IIA autonomy call

Internal local authority auditors should be independent from the finance function and report to an audit committee, according to the Institute of Internal Auditors.

The IIA-UK, which has lobbied private and public-sector bodies to adopt the approach, believes the need for new internal audit procedures in local government has been underlined by revelations of an increase in internally generated fraud in councils nationwide – a point echoed by the publication of the local government Bill.

Bill Bolton, IIA-UK technical director and adviser, said: ‘The purpose of our paper is fourfold. It aims to bring local government internal audit into line with best practice in the private sector.
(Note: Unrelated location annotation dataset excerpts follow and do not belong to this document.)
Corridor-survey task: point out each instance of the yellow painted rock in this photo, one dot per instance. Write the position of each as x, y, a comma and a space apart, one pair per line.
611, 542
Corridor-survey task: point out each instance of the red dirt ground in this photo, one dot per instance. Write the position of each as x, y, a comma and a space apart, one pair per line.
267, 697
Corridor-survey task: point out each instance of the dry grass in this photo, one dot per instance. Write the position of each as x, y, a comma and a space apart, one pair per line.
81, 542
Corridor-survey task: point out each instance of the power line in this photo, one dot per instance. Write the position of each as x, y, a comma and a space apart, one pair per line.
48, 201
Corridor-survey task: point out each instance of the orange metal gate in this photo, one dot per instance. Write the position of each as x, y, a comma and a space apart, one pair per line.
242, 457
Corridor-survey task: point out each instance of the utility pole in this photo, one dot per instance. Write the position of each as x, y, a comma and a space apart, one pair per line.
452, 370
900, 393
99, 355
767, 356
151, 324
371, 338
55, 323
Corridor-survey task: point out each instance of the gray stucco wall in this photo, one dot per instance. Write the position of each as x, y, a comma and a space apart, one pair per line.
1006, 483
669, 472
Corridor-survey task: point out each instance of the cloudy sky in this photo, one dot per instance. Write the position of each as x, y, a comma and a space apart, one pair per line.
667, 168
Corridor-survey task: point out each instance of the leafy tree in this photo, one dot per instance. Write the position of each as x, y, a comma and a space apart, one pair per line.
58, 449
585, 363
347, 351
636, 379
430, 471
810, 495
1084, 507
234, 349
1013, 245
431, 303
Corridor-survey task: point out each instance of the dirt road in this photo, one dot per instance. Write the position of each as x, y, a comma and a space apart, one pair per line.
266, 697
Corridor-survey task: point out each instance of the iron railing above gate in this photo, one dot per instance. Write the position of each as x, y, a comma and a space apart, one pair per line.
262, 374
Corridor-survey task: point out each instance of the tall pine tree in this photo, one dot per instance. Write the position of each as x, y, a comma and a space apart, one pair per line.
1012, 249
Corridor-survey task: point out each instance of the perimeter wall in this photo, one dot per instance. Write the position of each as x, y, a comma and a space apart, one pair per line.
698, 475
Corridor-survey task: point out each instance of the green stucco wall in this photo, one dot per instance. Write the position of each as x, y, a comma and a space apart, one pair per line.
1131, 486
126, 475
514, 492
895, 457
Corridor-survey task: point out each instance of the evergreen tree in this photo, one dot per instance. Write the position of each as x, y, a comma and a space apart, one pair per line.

‘It provides guidance on how councils can improve the effectiveness of their internal audit service. It gets members involved and, finally, it creates awareness of the importance of decisions required from councillors as a result of revised regulation.’

The guidance highlights three prerequisites for effective internal auditing: the right status and role to ensure organisational independence and objectivity, appropriately qualified staff, and use of up-to-date auditing techniques.

Among the issues discussed are the introduction of professional standards and guidelines; the influence of the CIPFA audit panel in local government; and the need for enhanced status and contribution following public loss of confidence in the ability of the members to control council activities.

According to the guidelines, one of the main advantages of an audit committee is that it provides a forum for involving elected members in the auditing and control process. The audit committee would report to the council on the adequacy of the system of internal controls, including fraud prevention and a review of internal audit work, the guide adds.

Chris Hurford, chairman of the CIPFA Audit Panel, said: ‘The guidance is a valuable contribution but I feel it is a starting point. Local government auditing has a powerful oversight – the Audit Commission – which might be something the IIA has not teased out in its work.’